Law Commission consults on future regulations for driverless cars

Out-Law News | 24 Oct 2019 | 3:51 pm | 3 min. read

A bespoke licensing regime could be established in Britain to underpin the use of autonomous vehicles in future, according to the Law Commission of England and Wales and the Scottish Law Commission.

The new licensing scheme was mooted in a consultation paper recently published by the bodies, which have been commissioned by a UK government agency to assess what legal reforms are necessary to regulate for the use of autonomous vehicles.

According to the paper, the Law Commissions envisage there being a three-fold legal classification of automated driving, with the first class being assisted driving, where the driver retains all the responsibilities of the driver, and the second class being highly automated driving with an overall user-in-charge. The third class is highly automated driving where the occupants of the vehicle may be mere passengers.

The Law Commissions said that the current regulatory framework in relation to highly automated road passenger services (HARPS) is "highly fragmented", as there are "separate systems for taxis, private hire vehicles and public service vehicles" where obligations on operators differ depending on "vehicle size, fare structure and how the vehicle is booked". The Commission said they do not believe the existing framework is suitable for regulating HARPS.

"We do not think that it will be possible to shoehorn HARPS into the current regulatory structure," the Commission said. "There would be too much scope for 'regulatory shopping', where operators choose which regulations to follow by adjusting the number of seats or fare structures. Instead we provisionally propose a single licensing system for all HARPS operators."

The new licensing regime would, among other things, contain obligations in relation to software updates, cybersecurity and remote control centres, it said.

"It is another positive sign for the UK's position as a global leader in automated vehicle technologies that this consultation has been published," said Ben Gardner, who specialises in the regulation of autonomous vehicles at Pinsent Masons, the law firm behind Out-Law. "For those looking to enter the HARPS market, the consultation provides a chance to influence what future regulations might look like."

"However, it should be noted that once an appropriate regulatory framework has been developed, passing and enacting the relevant legislation can be a lengthy process which does not translate well with rapidly moving technologies. There is a risk that during this process the technology moves on, rendering the legislation out of date, or that other countries steal a march on the UK by providing greater legal certainty to potential HARPS operators," he said.

Both the Law Commission of England and Wales and the Scottish Law Commission are engaged in a three-year long review into the laws and regulations needed to support the introduction of autonomous vehicles in the UK. Last November, the Commissions opened their first consultation as part of that review and posed questions on a wide-range of legal issues.

One of the ideas explored in the initial consultation paper was the concept of a new 'digital highway code'. In response, the Society of Motor Manufacturers and Traders (SMMT) warned that incumbents in the market may be disadvantaged in comparison to new entrants or latecomers by the likely "incremental" nature of the process for creating the code.

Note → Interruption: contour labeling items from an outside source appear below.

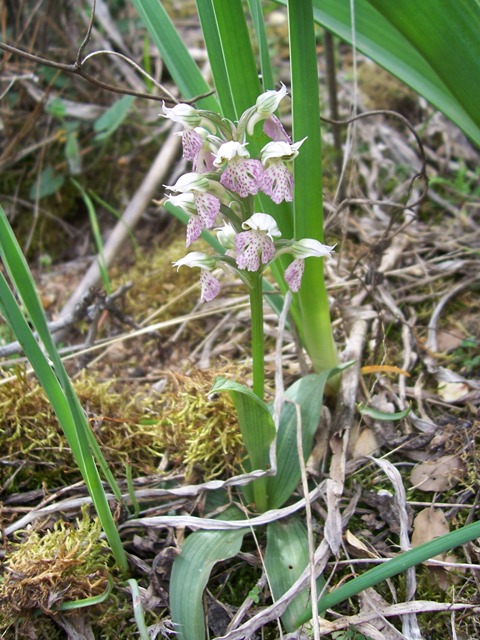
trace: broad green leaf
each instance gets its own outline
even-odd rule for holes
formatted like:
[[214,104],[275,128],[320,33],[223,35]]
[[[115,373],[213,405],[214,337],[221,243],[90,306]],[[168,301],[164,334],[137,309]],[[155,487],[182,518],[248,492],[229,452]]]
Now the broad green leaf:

The trade body said incumbents "have invested huge amounts over the years to develop a refined machine understanding and interpretation of road rules".

The UK has already legislated in the area of civil liability for when things go wrong with the way autonomous vehicles operate with the Automated and Electric Vehicle Act. In addition, the government last month announced that it is "developing an assurance system" for self-driving vehicles. The 'CAV PASS' scheme is designed to "ensure self-driving vehicles are safe and secure by design and minimise any defects ahead of their testing, sale and wider deployment on UK roads", it said at the time.

In their latest paper the Commissions said regulation of HARPS is necessary to ensure the safety of automated vehicles and deliver a transport system that "would sustain economic growth by providing accessible, reliable and affordable transport to take people where they want to go … without compromising safety, air quality or the earth’s climate". It would also help address potential congestion on Britain's roads, they said.

"The law should identify the person or organisation responsible for updating, insuring and maintaining the vehicles and for guarding against cyber-attacks," the Commissions said. "Regulation should then make sure that these responsibilities are carried out effectively. We also identified a need to keep traffic flowing. This suggests that HARPS vehicles will need to be supervised so that (for example) they do not stop for too long in inappropriate places and that broken-down vehicles are removed."

The Commissions' consultation is open until 16 January 2020.

The government's efforts on supporting the development and commercialisation of autonomous vehicles coincide with a broader regulatory review on the future of mobility.